EBV and Lupus
How Does EBV Cause Autoimmune Disease?
The virus settles into the cells of the immune system called B cells. However, it isn't active the entire time. It becomes dormant or it triggers other autoimmune illnesses. In order for the body to keep the virus latent, another immune cell is required.
The T cells play a major pole in the healthy function of the immune system. EBV interferes with both of these immune cells, B and T, which can lead to autoimmune reactions in the form of diseases.
The EBV/SLE Connection
Recent research has now made the link between EBV and systemic lupus erythematorisus (SLE), commonly known as lupus. Lupus is a chronic autoimmune disease that is potentially debilitating, affecting more women than men.
Additionally, it appears that lupus is more common in African Americans who tend to develop the disease earlier and often have a more severe course of disease than other races.
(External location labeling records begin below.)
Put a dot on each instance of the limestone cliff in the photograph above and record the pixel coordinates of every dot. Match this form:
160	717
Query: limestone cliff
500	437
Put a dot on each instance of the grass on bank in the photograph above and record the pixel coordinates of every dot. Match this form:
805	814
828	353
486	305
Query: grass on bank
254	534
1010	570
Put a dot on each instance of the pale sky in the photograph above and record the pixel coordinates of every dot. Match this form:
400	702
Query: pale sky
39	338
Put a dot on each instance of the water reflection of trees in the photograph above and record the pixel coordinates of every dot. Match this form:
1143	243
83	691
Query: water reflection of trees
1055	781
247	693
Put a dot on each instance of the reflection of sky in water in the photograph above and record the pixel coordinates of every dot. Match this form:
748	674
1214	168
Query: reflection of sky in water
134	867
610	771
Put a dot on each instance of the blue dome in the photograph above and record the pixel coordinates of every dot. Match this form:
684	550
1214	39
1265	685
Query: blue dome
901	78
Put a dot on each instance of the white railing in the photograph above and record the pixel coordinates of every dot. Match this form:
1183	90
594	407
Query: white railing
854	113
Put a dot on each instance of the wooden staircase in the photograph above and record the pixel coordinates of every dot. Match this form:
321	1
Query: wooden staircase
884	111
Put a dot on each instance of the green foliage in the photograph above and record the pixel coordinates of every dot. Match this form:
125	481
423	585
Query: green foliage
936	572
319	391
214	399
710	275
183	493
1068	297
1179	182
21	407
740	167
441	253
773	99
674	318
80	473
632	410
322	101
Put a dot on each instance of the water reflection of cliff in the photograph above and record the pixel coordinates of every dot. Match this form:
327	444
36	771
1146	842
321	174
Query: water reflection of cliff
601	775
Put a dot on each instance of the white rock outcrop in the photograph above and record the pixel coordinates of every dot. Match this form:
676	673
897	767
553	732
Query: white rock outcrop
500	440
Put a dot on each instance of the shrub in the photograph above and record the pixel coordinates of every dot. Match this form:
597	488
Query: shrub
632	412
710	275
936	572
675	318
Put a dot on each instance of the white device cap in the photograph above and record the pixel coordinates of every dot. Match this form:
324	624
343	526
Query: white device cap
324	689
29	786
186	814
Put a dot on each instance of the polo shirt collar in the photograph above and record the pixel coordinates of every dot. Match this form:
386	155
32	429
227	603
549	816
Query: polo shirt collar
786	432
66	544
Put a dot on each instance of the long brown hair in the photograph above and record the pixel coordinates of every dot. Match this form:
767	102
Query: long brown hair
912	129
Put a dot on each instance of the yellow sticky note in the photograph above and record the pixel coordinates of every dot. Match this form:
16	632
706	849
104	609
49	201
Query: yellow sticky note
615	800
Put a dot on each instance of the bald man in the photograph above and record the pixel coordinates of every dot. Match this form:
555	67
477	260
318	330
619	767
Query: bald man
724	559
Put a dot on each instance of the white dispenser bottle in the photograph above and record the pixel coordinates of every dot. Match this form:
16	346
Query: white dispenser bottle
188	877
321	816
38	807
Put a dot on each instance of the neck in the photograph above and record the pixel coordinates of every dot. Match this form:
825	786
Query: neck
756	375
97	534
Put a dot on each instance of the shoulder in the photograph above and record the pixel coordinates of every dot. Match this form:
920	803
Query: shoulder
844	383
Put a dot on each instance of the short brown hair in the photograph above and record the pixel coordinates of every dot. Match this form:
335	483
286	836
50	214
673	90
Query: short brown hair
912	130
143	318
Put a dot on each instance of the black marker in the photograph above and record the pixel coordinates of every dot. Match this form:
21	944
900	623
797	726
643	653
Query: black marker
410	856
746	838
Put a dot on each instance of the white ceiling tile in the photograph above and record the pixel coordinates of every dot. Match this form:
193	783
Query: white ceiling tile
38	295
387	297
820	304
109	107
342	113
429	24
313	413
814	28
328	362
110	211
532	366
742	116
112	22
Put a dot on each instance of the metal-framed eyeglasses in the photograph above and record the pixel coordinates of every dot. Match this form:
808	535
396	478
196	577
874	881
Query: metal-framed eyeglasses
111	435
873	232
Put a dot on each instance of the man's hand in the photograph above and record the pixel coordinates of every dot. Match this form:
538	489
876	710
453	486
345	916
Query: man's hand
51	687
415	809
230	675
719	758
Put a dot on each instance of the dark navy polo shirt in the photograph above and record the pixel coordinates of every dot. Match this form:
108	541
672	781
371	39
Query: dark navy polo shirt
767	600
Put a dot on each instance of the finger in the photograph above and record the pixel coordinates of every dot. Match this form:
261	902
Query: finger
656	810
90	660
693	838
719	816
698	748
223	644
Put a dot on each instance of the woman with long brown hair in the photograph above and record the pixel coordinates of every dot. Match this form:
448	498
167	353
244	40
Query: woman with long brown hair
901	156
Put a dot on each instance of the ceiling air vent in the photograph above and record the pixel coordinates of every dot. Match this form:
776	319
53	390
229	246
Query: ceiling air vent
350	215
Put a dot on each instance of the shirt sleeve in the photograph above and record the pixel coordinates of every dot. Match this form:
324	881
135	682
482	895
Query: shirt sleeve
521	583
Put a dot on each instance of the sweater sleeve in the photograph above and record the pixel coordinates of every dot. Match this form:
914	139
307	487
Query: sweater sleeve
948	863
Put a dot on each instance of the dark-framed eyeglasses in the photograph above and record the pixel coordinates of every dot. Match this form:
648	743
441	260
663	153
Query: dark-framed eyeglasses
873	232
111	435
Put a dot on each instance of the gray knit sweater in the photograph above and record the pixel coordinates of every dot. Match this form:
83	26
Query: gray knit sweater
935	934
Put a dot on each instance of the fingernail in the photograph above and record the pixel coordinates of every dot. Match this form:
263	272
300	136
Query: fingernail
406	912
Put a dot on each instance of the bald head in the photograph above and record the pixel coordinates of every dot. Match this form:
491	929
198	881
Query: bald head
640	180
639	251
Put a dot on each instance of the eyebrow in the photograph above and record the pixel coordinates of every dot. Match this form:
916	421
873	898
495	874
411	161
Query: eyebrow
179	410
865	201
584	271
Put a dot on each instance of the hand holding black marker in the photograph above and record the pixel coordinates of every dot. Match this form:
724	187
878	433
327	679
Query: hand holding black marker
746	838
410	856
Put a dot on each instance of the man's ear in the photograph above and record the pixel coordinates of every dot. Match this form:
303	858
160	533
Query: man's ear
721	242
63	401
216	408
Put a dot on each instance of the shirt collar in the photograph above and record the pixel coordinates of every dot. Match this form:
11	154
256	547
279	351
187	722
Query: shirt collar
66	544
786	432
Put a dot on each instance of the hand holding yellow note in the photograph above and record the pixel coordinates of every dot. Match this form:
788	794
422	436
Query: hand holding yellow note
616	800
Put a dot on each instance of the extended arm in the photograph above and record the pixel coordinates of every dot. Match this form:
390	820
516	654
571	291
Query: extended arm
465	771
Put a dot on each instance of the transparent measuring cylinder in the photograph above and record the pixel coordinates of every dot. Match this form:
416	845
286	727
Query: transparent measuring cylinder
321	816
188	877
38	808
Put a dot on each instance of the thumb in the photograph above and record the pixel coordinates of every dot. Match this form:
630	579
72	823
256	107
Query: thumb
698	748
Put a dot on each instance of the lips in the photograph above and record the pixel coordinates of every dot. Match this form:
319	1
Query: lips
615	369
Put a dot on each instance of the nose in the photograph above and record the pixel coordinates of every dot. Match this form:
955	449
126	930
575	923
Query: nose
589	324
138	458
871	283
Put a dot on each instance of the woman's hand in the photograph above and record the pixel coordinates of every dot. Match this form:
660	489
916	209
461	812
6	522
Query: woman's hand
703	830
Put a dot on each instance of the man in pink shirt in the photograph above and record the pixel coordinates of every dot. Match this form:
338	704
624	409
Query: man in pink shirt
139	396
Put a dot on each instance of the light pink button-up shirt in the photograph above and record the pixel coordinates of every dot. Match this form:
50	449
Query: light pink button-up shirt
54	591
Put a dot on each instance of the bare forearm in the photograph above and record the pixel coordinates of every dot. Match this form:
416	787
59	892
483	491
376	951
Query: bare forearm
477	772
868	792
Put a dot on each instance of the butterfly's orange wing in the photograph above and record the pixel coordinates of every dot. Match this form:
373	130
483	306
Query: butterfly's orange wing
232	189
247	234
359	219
Lupus presents with these symptoms:
· Joint aches
· Muscle aches
· Feeling tired
· Skin rash, especially after exposure to the sun
· Associated heart problems
· Blood clotting problems
· Issues with the lungs, kidneys and nervous system
Research into the Lupus Connection
In order to determine if there was a connection between EBV and lupus, a group of researchers in North and South Carolina compared the frequency of EBV antibodies in blood samples from lupus patients with a control group.
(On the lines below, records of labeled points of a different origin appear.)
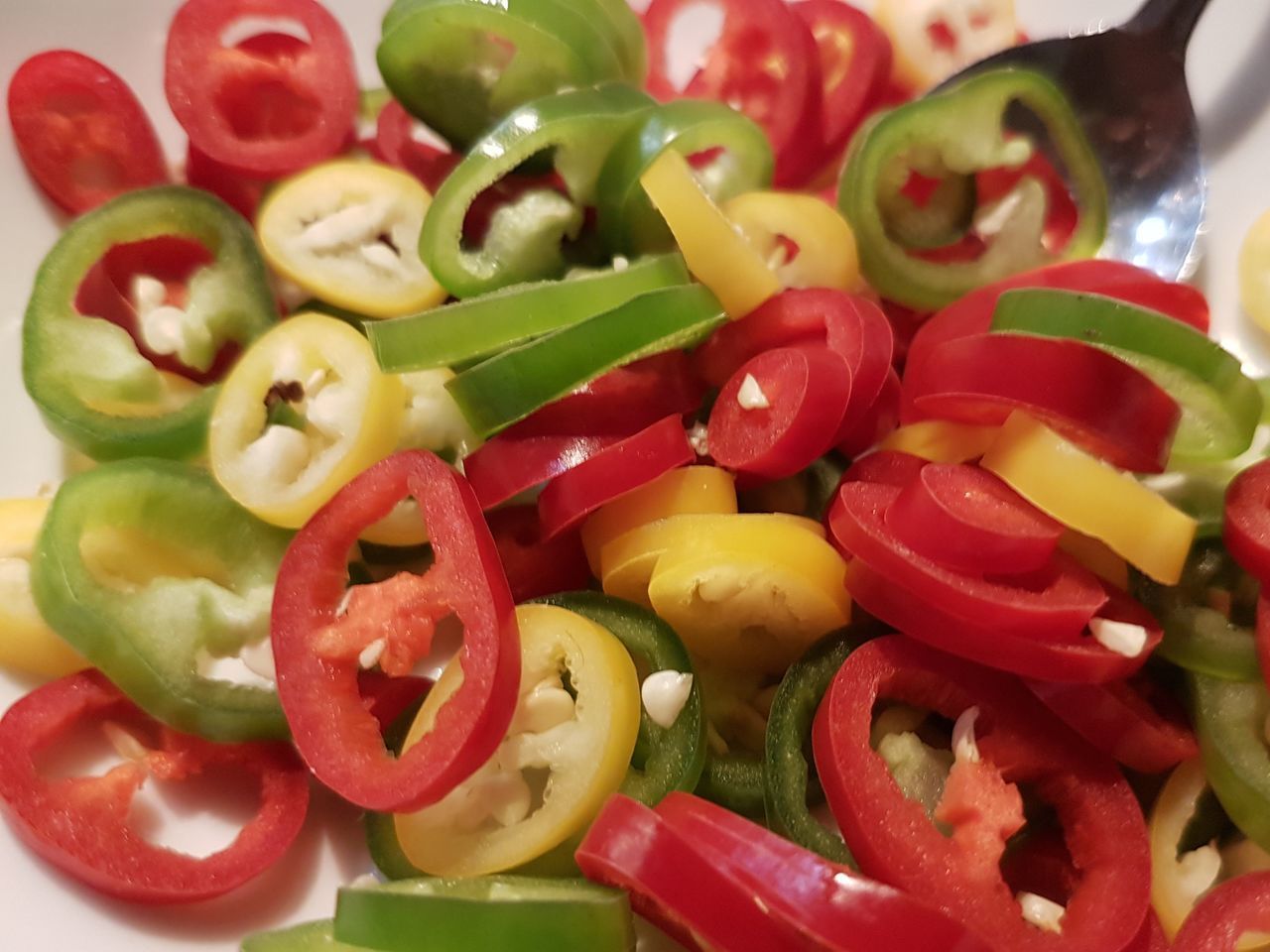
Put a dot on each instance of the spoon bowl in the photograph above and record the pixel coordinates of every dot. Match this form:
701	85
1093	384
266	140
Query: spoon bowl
1128	86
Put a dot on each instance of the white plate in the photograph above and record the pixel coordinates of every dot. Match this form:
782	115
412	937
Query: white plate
39	909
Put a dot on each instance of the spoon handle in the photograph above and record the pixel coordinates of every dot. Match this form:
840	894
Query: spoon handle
1174	21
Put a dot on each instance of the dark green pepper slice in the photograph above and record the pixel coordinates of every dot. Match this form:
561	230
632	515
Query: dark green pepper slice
85	373
151	571
953	135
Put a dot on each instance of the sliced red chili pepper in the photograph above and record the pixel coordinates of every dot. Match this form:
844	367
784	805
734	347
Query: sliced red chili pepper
1134	721
780	412
765	63
611	472
538	566
320	630
1237	906
1246	524
261	111
968	520
1020	743
80	131
1088	395
81	824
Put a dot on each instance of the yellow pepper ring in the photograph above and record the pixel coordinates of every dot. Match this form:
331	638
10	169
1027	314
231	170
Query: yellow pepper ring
1092	498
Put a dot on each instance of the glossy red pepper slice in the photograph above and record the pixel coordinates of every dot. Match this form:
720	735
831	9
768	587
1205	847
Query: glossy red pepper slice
81	824
80	131
320	627
806	390
262	112
1020	743
968	520
613	471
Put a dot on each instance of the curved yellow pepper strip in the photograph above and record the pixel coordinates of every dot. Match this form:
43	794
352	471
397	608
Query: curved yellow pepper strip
716	254
942	440
27	644
1092	498
826	255
691	489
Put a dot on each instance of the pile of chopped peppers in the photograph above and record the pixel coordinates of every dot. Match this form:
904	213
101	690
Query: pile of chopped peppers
747	506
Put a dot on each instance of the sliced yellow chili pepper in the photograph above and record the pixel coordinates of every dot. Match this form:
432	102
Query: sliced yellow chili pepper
693	489
942	440
825	255
27	644
304	411
1092	498
716	254
348	232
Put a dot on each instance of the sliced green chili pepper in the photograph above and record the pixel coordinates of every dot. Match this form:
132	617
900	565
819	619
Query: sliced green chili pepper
525	236
154	597
1207	617
1220	407
627	220
507	912
461	64
485	325
666	758
1230	725
93	386
511	386
953	135
786	769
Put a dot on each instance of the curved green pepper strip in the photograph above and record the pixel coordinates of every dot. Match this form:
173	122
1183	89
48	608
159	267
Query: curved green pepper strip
1199	638
506	912
1220	407
151	595
1230	724
460	64
960	132
525	238
672	757
485	325
627	220
508	388
87	379
786	770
The results indicated a strong association of EBV-IgA antibodies with lupus in African-American people. The findings help to further the concept of a T-cell response gene that may have an impact upon immune response to EBV in people with lupus.
The study was based upon 230 patients all recently diagnosed with lupus. 90 percent were women, 60 percent were African-American. Of the control group, 30 percent were also African-American in order to represent racial distribution. All involved gave blood samples.
A higher incidence of EBV-IgG antibodies was seen in African-Americans, implying a history of EBV infection, than in white subjects. Another antibody, EBV-IgA, which occurs with repeated or reactivated EBV infection, was also more frequent in African-Americans with lupus.
There was also a genetic variation of a particular protein (CTLA-4) that works on T cells in regulating immunity observed in both African-American and white lupus patients.
This study provided blood-serum-based evidence of the connection between lupus and the Epstein-Barr virus. More research is encouraged into the role of race, age, and genetics as they relate to autoimmune diseases.